Excerpt:

In our practice we just sit with our bodies and minds in the zendo, and we aim to practice the Buddha Way in our activities outside the zendo as well. In practicing the Buddha Way there is no separation between the self that is studying the self and the self that is studied by the self; self is studying the self, and the act of studying is also the self. There is no such thing as a self that is separate from our activity. Dogen Zenji defined this self as jijuyu-zanmai, a term that Sawaki Kodo Roshi described as “self ‘selfing’ the self.'”

To illustrate this point we can think of the relationship between a runner and the act of running. When we think of this, we realize that no runner is separate from the act of running; a runner and running are the same thing. If the runner becomes separate from running, then the runner is not running. If this is the case, the runner can no longer be called a runner since a runner is defined as “one who runs.” The great ancient Indian master Nagarjuna presented this example as part of his illustration of emptiness and the negation of a fixed, permanent, fundamental essence that “owns” the body and mind.

Running as well as sitting, eating, drinking, and breathing are very ordinary things. But when we say, “There is no ‘I’ other than running” or “running without a runner,” we think we are discussing something mysterious. But this view of the teachings of people such as Nagarjuna or Dogen is mistaken. These teachers are trying to express a very ordinary thing in a truly realistic way without fabrication. To do this they use words that negate themselves in a way that reveals the reality beyond our thoughts.

When we practice the Buddha Way, there is no self, no Buddha Way, no others. This is because self, Buddha Way, and others work together as one. What we call “our actions” are actually the work done by both self and other beings and objects. For example, when a person drives a car, the person thinks “he” as subject drives “the car” as object. But in reality we cannot drive without the car; we can only become a driver or be driven with the aid of the car, and the car can only express its full function as a vehicle of transportation when someone drives it. Our cars affect us both psychologically and materially as well. We will drive different cars in different ways, for example, depending upon the style or quality of the car. The feelings and attitude of a person driving a cheap old truck carrying a load of junk will likely be totally different from the feelings and attitude that person will have driving a luxurious new car carrying a VIP. A car can also provide us with the ability to travel quickly and conveniently, yet if it breaks down, we may have to make more effort than usual to get where we need to go repair, fuel, and insurance costs can exert an added financial stress on our lives and can even feel burdensome. So in a sense the car own us and shapes us as much as we own and control it, and the action of driving can actually be manifested only by a person and a car working together.

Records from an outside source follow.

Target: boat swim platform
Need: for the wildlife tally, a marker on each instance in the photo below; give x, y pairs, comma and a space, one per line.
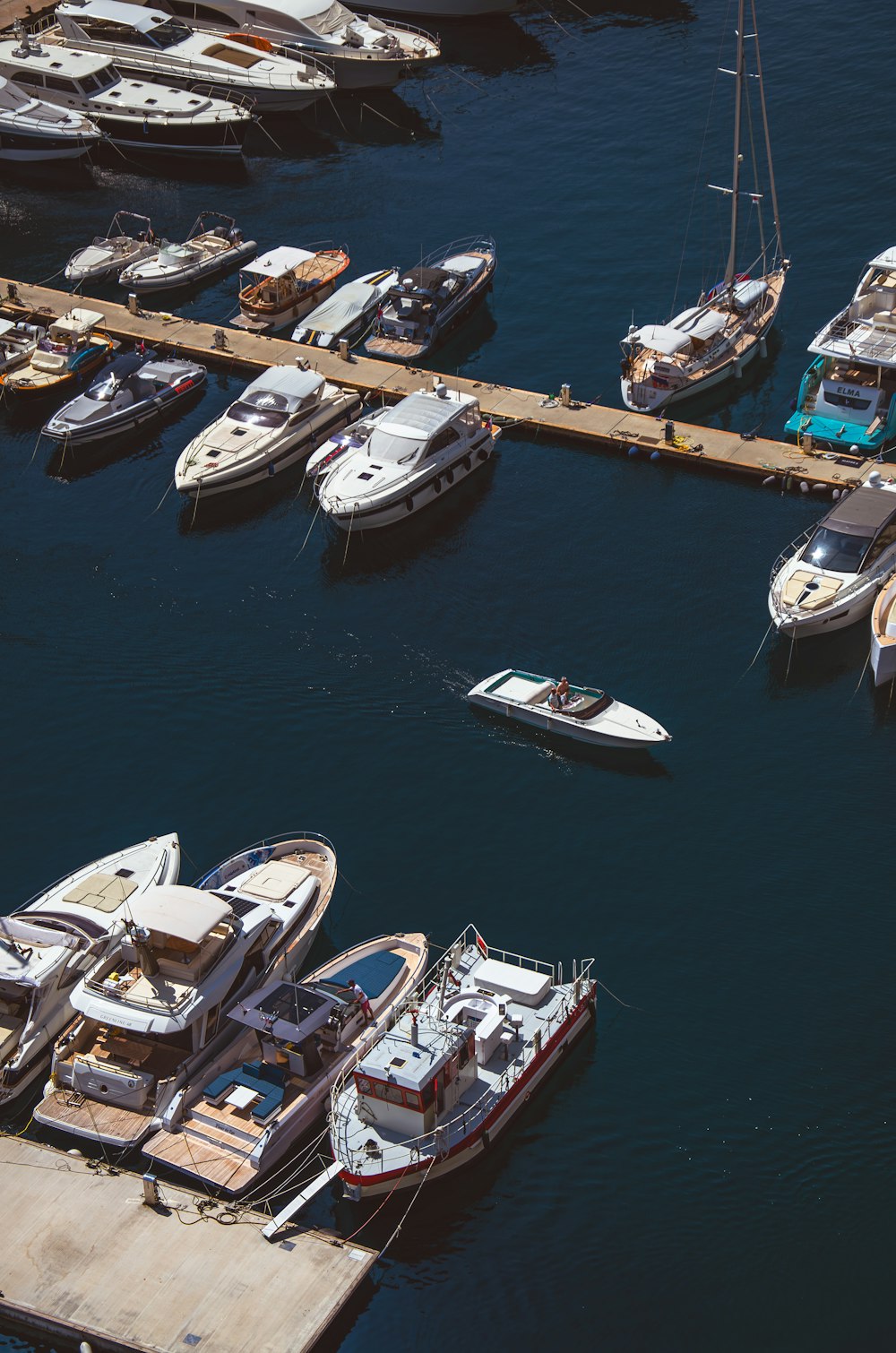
607, 429
87, 1259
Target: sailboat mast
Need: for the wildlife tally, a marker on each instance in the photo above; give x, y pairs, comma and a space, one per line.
735, 177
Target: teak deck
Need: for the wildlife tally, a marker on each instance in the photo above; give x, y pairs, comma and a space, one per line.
85, 1259
608, 429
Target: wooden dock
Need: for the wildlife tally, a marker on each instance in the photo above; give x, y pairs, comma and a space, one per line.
607, 429
85, 1259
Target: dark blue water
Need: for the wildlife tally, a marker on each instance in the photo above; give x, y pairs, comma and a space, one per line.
715, 1169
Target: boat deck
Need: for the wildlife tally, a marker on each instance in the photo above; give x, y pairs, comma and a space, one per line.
82, 1259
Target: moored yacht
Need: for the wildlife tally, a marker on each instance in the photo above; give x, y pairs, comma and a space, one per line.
156, 47
405, 459
33, 130
428, 300
53, 939
151, 1016
848, 397
134, 114
290, 1042
830, 577
362, 50
456, 1066
283, 284
280, 417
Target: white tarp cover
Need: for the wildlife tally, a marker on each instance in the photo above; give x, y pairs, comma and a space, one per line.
278, 262
183, 912
662, 339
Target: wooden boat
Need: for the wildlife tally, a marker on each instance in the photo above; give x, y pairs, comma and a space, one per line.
286, 283
589, 716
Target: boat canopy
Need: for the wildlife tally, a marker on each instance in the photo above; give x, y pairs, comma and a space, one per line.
183, 912
278, 262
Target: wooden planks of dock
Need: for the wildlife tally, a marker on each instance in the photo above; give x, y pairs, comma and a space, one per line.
84, 1257
608, 429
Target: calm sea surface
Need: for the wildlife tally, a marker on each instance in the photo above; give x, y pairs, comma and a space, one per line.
715, 1168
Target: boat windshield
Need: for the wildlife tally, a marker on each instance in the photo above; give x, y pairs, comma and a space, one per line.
835, 549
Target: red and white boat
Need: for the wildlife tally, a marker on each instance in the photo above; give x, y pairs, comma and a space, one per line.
456, 1066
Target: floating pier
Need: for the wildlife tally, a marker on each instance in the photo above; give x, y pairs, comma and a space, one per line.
87, 1259
605, 429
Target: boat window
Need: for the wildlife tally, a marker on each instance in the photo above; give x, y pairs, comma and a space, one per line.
834, 549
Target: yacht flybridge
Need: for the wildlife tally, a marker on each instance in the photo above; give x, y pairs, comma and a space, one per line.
848, 397
713, 340
156, 47
289, 1043
830, 577
362, 50
456, 1066
151, 1018
52, 941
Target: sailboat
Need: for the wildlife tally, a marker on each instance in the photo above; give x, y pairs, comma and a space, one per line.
713, 340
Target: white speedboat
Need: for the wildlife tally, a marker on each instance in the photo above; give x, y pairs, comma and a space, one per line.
212, 246
884, 634
348, 315
290, 1042
439, 1087
588, 715
279, 418
127, 240
135, 116
33, 130
151, 45
362, 50
830, 577
52, 941
411, 455
149, 1018
713, 340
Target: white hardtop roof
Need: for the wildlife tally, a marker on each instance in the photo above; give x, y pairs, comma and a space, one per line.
423, 414
278, 262
185, 912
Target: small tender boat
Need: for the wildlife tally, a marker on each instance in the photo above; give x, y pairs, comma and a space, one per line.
16, 342
129, 238
73, 347
456, 1066
58, 935
589, 716
149, 1018
289, 1043
829, 578
287, 283
33, 130
884, 634
278, 418
348, 315
428, 300
135, 389
406, 458
214, 246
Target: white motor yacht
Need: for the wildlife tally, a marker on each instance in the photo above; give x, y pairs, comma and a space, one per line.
586, 715
212, 246
149, 1018
830, 577
135, 116
290, 1042
451, 1074
280, 417
362, 50
127, 240
33, 130
410, 455
52, 941
156, 47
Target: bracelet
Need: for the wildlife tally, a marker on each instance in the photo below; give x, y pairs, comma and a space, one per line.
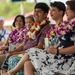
57, 51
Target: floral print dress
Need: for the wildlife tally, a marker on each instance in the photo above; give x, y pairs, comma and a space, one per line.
16, 37
47, 63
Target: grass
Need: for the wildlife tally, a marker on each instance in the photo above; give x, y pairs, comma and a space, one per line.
10, 9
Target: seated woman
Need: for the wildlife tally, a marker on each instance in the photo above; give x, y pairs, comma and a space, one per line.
35, 37
60, 58
18, 34
16, 37
29, 20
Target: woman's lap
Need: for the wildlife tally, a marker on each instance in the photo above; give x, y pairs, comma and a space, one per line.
44, 62
13, 62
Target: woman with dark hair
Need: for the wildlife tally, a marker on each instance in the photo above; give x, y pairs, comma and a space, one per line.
60, 57
18, 34
29, 20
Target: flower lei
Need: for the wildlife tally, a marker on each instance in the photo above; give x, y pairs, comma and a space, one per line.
63, 28
35, 29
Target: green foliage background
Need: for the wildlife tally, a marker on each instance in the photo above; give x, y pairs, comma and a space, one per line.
10, 9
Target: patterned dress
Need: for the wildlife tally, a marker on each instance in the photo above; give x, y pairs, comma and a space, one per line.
47, 63
29, 44
17, 36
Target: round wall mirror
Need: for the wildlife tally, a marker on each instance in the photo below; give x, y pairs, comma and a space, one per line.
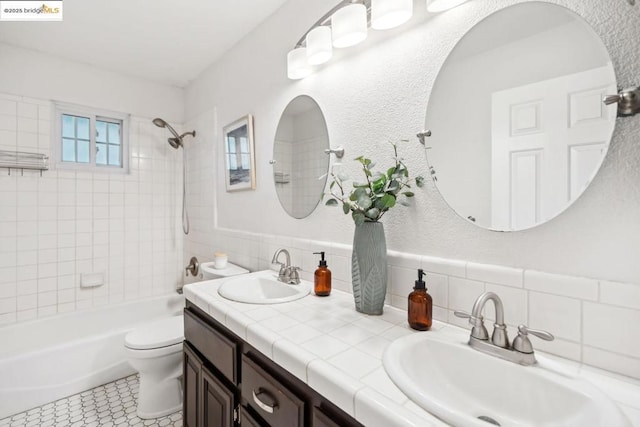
300, 164
518, 127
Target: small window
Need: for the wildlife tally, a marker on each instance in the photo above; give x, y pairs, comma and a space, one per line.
90, 139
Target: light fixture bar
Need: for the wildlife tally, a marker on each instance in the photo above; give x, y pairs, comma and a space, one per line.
326, 18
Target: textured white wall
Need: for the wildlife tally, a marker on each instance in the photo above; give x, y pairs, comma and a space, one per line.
28, 73
379, 91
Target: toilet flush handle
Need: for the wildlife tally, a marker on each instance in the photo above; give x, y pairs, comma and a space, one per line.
193, 267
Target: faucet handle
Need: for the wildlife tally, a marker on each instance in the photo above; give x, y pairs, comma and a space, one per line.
478, 331
294, 278
522, 343
462, 314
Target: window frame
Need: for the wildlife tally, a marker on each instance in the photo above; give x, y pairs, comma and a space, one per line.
92, 114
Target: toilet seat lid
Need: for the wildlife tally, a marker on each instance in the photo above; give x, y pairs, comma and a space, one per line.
160, 333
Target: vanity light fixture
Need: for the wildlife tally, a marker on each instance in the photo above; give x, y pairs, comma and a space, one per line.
442, 5
347, 25
319, 45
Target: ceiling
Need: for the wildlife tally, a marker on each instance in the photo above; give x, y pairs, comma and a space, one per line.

This reality of mutual influence and interconnectedness is true not only for a “special” practice done by a group of people called “Buddhists”; in truth this is the way all beings are working within the circle of interdependent origination.

The Buddha Way includes both self and objects. The Buddha Way includes both people sitting and the sitting they do. They are actually one thing. This is very difficult to explain, yet it is an obvious reality of our lives. This reality is not some special state or condition that is only accomplished by so-called “enlightened” people. Even when we don’t realize it, self, action, and object are working together as one reality, so we don’t need to train ourselves to make them into one thing in our minds. If self, action, and object were really three separate things, they could not become one. The truth is that they are always one reality, regardless of what we do or think.